6 jaw droppers from Day One of the restaurant show
By Peter Romeo on May 22, 2016They came, they shopped, they nibbled, they nibbled some more. But restaurateurs who turned out for Day One of the National Restaurant Association’s annual convention came away with more than just sore feet and a vow to eat nothing but salads for the next month. Here, for an investment of 12,603 steps, was the return on blisters for one attendee.
Labor pains
The spike in labor costs has supplanted recruitment problems as the top concern of restaurateurs, according to the NRA. The association noted during a special show-within-a-show for fast-casual restaurants that 30 percent of operators surveyed in April cited skyrocketing wages as a pressing problem. And it's no wonder: Restaurant wages are expected to climb by 3.9 percent this year, faster than the increase in industrywide sales and the rate of food inflation, the association noted. Margins will take a hit.
Tech’s new frontier: Table choice
A blindfolded attendee would have thought he’d drifted into a technology conference. The benefits of bits and bytes were hailed by presenters as potential salves for most rubs of the business, from keeping food germ-free to delivering in high-traffic settings.
The most surprising application discussed during kick-off day is one that consumers would like restaurants to borrow from the airline business. Forty-five percent of the public want to choose their table and seat from a digital schematic, just as they choose their seat before they fly, according to the NRA.
Restaurants’ tech wish: Digital crystal balls
Presenters touched on such futuristic uses of tech as drone delivery (likely to be embraced by one in four adult consumers, the NRA said) and robots (which are still a Jetsons-caliber fantasy at this point, presenters agreed).
The application restaurateurs would most like to see is predictive ordering, or nailing what customers are going to want before they go ahead and order, indicated Hudson Riehle, SVP of the NRA’s research and knowledge group.
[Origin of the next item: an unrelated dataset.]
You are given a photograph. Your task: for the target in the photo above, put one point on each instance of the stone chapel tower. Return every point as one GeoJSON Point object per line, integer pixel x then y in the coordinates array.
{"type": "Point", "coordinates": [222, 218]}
Weather forecasting should also be a concern, according to Riehle. Earlier, he had aired meteorologists’ consensus that temperatures will be “above or exceptionally above the normal level.” Research and past experience has shown that aberrant weather is a sales detriment, he noted.
Is Mediterranean the next Italian?
Italian, Mexican and Asian food is so familiar to today’s diners that they no longer regard those cuisines as ethnic. The new ethnic menus gaining attention at the fastest clip are Mediterranean, Spanish, Caribbean and Middle Eastern, Riehle revealed.
Concept to scout: Thrive360
As always, casual conversations between restaurateurs drifted to which local restaurants they intended to see and study while in Chicago for the show. The concept mentioned often during eavesdropped chats, and even noted on the stage as visit-worthy by Technomic President Darren Tristano, is Thrive360, the just-opened fast-casual concept hatched by the health-oriented Protein Bar chain. Tristano noted in an off-stage conversation that the feature worth noting was the drink menu, which included a Kombucha Cubed Mocktail made with flavor-infused ice cubes.
Thrive360 specializes in bowls, wraps and soups with a healthy bent, but is not as severely good for you as the specialties of Protein Bar. For instance, butter is used in some of the dishes.
Fashion accessory of the show: The fedora
The baseball cap has been supplanted by the fedora as the headwear of choice for men in the business, judging from the traffic inside the McCormick Place convention center. At times, the show could have passed as a convention for hat sellers. A look up and down the aisles showed man after man rocking a MadMen-like lid.